KUR'AN'DA ALLAH'IN RESULLERİ
Yeni bir yazı dizisi yazmaya karar vermiştim. Yazı dizisinin konusu "Kur'an'da Allah'ın Resulleri" olacaktı.
Yani bu yazı dizisinde amacım Şia ve Ehli Sünnet dininin muhaddis ve müctehidlerinin ihmal ettikleri Allah'ın Resullerine son vahyin yani Kur'an'ın ne kadar yer ayırdığını yakından görmek ve göstermekti.
Baştan başlayarak Kur'an'da anlatılan bütün elçilerin hayatını, mükemmel ahlaklarını, davet metodlarını sadece âyetlerden kısa ve öz olarak ele alacaktım.
Birinci cüz'ü bitirdim, fakat bunun altından kalkamayacağımı kısa bir zaman sonra anladım.
Çünkü Kur'an'ı Mübin Resullerin hayatlarını, tevhid mücadelelerini,
ahlak ve karakterlerini o kadar geniş bir şekilde anlatmış ki, Şia ve Ehli Sünnet alimlerinin Kur'an'a hiçbir zaman inanmadıklarına bir kez daha tanık oldum.
Kur'an'ın bu kadar yer ayırdığı elçilerin hayatı ile alakalı sağlıklı ve doğru bir bilgiye hâlâ bu ümmet sahip değildir.
Şia ve Ehli Sünnet âlimlerinin Allah Elçilerini Kur'an'dan koparmakla dini nasıl yıktıklarını bir kez daha yakinen anladım.
Fakat beni en çok üzüntüye sevkeden ve uydurma dinden nefret ettiren şey,
Allah'ın Resulleri hakkında uydurulan rivayetlere karşı gelen muvahhidleri hurafecilerin elçi düşmanı olarak göstermeleridir.
Halbuki Allah Elçilerini Kur'an'dan kopardığınız zaman ortada din, iman, tevhid ve güzel ahlak diye bir şey kalmaz.
Yani Kur'an ehli muvahhidlerin Allah'ın elçilerine karşı gelmeleri mümkün değildir.
Ey Kur'an'sız cahiller!
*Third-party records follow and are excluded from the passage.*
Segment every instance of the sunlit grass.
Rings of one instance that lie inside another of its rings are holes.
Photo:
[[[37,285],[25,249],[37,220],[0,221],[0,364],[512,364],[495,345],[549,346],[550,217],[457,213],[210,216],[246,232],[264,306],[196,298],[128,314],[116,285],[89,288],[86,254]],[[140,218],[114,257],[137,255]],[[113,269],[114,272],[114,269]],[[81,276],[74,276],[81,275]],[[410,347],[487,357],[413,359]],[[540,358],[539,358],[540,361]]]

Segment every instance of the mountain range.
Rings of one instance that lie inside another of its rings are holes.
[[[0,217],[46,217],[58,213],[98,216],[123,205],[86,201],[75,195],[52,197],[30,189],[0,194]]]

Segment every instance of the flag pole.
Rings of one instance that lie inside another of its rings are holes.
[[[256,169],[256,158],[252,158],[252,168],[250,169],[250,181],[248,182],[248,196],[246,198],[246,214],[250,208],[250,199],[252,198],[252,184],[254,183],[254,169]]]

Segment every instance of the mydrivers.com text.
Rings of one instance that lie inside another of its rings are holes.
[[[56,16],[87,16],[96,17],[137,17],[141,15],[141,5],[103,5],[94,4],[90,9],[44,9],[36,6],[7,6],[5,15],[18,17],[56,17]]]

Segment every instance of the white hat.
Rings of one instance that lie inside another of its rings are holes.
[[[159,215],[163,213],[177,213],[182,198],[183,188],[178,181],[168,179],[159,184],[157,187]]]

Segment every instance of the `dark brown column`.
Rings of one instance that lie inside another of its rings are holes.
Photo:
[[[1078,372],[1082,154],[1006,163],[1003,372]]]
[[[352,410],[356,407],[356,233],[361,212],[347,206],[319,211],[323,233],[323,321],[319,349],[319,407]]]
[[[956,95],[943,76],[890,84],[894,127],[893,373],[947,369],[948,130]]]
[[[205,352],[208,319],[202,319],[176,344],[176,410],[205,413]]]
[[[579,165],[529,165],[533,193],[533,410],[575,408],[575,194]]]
Böyle yalan, iftira, ahmaklık ve akçaklık kabul edilecek bir şey midir?
Fakat Şia ve Ehli Sünnet'in muhaddis ve müctehidleri Allah elçilerini özellikle son elçiyi Kur'an'dan koparmakla en büyük zulüm ve küfrü irtikap etmişlerdir.
Dolayısıyla Kur'an'ı Mübin'in en önemli unsurunun Resul olduğunu çok rahat bir şekilde anlıyoruz.
Kur'an ile Allah elçileri et ve tırnak gibi birbirinin içine girmiş birbirinin içine karışmıştır.
Şia ve Ehli Sünnet'in âlimleri Allah Resulü'nü Kur'an'dan ayırmakla şeytanın şirk dinini yeniden hortlatmışlardır.
Halbuki Allah'ın Resulleri değerlerini Kur'an'dan alırlar.
Resul vahiy'den dolayı değerlidir.
Resuller ile vahy bir bütünün iki parçası hükmündedir.
KUR'AN'DA RESULLERE GENİŞ BİR AYRILMIŞTIR.
(Bakara suresinin büyük bir bölümü, Âli İmran suresi önemli bir bölümü, Âraf süresinin büyük bir bölümü, Yunus süresinin önemli bir bölümü, Hud süresinin büyük bir bölümü, Yusuf süresinin tamamı, İbrahim süresi önemli bir bölümü,
Hicr süresi, Kehf süresi, Meryem süresinin büyük bir bölümü, Tâhâ süresinin tamamı, Enbiya süresinin büyük bir bölümü, Şuara süresinin tamamı,
Neml süresinin büyük bir bölümü, Kasas süresinin tamamı, Saffat süresinin önemli bir bölümü,
Sâd süresinin tamamı, Mümin suresinin büyük bir bölümü, Kamer süresinin önemli bir bölümü, Nuh süresinin tamamı Allah Resullerinin hayatlarını ve kavimlerine karşı tevhid mücadelesini anlatırken diğer bütün süreler Allah Resulü'nün tevhid ve ahlak mücadelesine ağırlık vermektedirler.
Yani neredeyse Kur'an'ın yarısı Allah Resullerinin tevhid mücadelelerini anlatmaktadır.
Şimdi soruyorum.
Sadece Kur'an'a iman edenler ve Kur'an'ı tek kaynak olarak kabul edenler mi Allah elçilerini daha iyi anlar?
Yoksa Şia ve Ehli Sünnet uydurma dininin âlimleri ve muhaddisleri mi Allah elçilerini daha iyi anlar?